It is the only deck-truss bridge owned and operated by the Delaware River Joint Toll Bridge Commission. The two-lane bridge has a roadway width of 27-feet 6-inches, with a 4-foot pedestrian sidewalk attached to its upriver truss. A one-way toll plaza, located at the Pennsylvania approach, has three toll lanes. Tolls are collected in the westbound direction.

The bridge consists of 1,627 tons of structural steel and 7,402 cubic yards of concrete. Its deck towers above the Delaware River below. Its low point — on the Pennsylvania end — is 106 feet above the river’s normal low-water mark. The bridge deck’s altitude is 480 feet above mean sea level at Sandy Hook, N.J. The structure’s height was a ramification of the original 1950s design, which anticipated the construction of the proposed Tocks Island Dam and a corresponding 37-mile lake between New Jersey and Pennsylvania.

The Commission rehabilitated the bridge under a $19.1 million project that began in February 2008 and reached substantial completion shortly before Memorial Day in May 2009. The project consisted of the replacement of the bridge’s precast concrete deck panels; replacement of deteriorated supporting stringers and truss members; and blast-cleaning and painting of the entire steel superstructure.
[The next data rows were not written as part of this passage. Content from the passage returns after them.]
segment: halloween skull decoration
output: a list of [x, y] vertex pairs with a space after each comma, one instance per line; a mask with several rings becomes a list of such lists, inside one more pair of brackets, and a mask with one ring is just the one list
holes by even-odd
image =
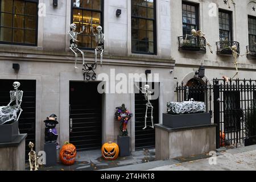
[[60, 152], [60, 159], [61, 162], [65, 165], [73, 165], [76, 161], [76, 147], [68, 142], [65, 142]]
[[105, 160], [115, 160], [118, 157], [119, 147], [117, 144], [112, 142], [104, 143], [101, 148], [101, 154]]

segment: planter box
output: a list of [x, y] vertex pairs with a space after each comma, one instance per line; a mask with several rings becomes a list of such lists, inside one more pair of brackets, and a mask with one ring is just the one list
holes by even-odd
[[210, 124], [210, 113], [169, 114], [163, 113], [163, 125], [171, 128], [193, 127]]
[[12, 142], [18, 136], [18, 122], [0, 125], [0, 143]]

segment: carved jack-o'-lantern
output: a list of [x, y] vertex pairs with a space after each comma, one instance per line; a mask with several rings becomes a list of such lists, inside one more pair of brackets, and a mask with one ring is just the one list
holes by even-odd
[[112, 142], [104, 143], [101, 148], [101, 154], [105, 160], [115, 160], [118, 157], [119, 147], [117, 144]]
[[73, 165], [76, 161], [76, 147], [68, 142], [65, 142], [60, 152], [60, 159], [65, 165]]

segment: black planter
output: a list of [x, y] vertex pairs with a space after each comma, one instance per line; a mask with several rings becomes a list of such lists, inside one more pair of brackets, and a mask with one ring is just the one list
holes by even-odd
[[0, 143], [13, 142], [18, 136], [18, 131], [16, 121], [10, 125], [0, 125]]
[[193, 127], [210, 124], [210, 113], [169, 114], [163, 113], [163, 125], [171, 128]]

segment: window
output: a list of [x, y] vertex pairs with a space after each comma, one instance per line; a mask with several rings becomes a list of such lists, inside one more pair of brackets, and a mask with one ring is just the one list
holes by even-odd
[[94, 31], [97, 27], [103, 27], [103, 2], [102, 0], [71, 0], [73, 3], [72, 23], [77, 26], [77, 31], [81, 31], [82, 26], [85, 30], [77, 36], [78, 46], [84, 49], [92, 49], [96, 47], [95, 38], [90, 31], [90, 20], [92, 19]]
[[220, 41], [232, 41], [233, 38], [232, 13], [228, 11], [219, 10], [218, 24], [220, 31]]
[[182, 23], [183, 35], [191, 35], [191, 30], [199, 30], [198, 5], [183, 2], [182, 3]]
[[256, 46], [256, 17], [248, 17], [249, 46]]
[[1, 1], [1, 43], [36, 46], [37, 2], [37, 0]]
[[131, 51], [156, 54], [155, 0], [131, 1]]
The project also included repairs or replacement of the Pennsylvania and New Jersey approaches, and installations of new signage installed on the bridge’s approaches.
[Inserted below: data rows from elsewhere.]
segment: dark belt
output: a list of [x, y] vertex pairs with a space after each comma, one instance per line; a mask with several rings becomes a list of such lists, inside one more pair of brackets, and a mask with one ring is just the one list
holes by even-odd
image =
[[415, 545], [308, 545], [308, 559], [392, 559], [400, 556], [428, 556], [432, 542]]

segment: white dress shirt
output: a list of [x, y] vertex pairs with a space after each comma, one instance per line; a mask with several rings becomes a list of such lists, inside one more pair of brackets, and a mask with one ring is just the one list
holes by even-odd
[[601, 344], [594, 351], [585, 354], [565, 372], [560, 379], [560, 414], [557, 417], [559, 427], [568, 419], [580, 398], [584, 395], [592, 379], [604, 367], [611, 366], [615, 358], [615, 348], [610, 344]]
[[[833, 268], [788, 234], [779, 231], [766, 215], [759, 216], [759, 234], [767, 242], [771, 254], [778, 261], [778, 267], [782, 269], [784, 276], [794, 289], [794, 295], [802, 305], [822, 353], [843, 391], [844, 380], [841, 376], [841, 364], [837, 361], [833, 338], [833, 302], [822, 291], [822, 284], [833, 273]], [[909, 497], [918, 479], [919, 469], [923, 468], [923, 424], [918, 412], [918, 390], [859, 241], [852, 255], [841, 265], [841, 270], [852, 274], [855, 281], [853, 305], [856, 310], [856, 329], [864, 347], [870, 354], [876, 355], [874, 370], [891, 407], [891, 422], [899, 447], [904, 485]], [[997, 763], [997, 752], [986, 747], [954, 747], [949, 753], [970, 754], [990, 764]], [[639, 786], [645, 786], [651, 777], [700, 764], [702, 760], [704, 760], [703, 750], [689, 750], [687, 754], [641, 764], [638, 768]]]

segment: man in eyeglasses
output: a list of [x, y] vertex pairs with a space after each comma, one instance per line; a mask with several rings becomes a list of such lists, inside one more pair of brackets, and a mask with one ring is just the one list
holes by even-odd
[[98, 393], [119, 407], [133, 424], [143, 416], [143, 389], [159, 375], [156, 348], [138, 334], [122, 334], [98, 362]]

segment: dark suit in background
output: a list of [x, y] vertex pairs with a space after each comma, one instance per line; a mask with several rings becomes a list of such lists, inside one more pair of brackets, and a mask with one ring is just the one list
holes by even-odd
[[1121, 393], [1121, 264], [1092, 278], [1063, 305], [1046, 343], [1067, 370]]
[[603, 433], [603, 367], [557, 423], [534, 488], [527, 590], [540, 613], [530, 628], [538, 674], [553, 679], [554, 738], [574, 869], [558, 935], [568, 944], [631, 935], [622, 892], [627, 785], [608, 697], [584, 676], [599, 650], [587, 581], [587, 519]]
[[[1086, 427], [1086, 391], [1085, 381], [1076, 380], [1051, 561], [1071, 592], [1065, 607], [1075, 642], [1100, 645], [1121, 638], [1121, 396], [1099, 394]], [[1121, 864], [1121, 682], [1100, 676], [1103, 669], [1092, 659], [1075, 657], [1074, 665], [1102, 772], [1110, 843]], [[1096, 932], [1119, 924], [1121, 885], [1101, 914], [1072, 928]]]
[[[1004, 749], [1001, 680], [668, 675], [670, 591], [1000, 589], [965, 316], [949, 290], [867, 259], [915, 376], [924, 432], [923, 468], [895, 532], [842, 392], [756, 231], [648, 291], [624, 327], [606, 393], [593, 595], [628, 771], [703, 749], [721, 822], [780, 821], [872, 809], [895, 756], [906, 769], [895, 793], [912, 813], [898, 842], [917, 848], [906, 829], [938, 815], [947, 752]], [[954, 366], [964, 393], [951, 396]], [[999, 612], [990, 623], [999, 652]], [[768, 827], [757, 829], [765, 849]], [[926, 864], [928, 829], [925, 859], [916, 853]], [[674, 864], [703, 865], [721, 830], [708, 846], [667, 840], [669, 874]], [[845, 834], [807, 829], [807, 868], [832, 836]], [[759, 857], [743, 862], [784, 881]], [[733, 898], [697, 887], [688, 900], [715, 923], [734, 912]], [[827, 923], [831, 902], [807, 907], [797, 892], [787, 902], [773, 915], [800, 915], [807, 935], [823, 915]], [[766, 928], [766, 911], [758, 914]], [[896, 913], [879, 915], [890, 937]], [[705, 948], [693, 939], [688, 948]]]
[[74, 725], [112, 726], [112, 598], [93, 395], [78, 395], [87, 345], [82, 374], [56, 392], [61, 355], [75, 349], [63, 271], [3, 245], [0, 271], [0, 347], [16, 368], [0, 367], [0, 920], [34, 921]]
The previous toll plaza was replaced with a new facility that has two new mixed-mode toll booths for processing both cash and E-ZPass electronic transactions, and an additional single lane to handle only E-ZPass customers.

Like other bridge rehabilitations the Commission conducted, the Milford-Montague project was undertaken to improve the bridge’s condition so that it can operate without the need for delay-causing repairs for at least another 15 years.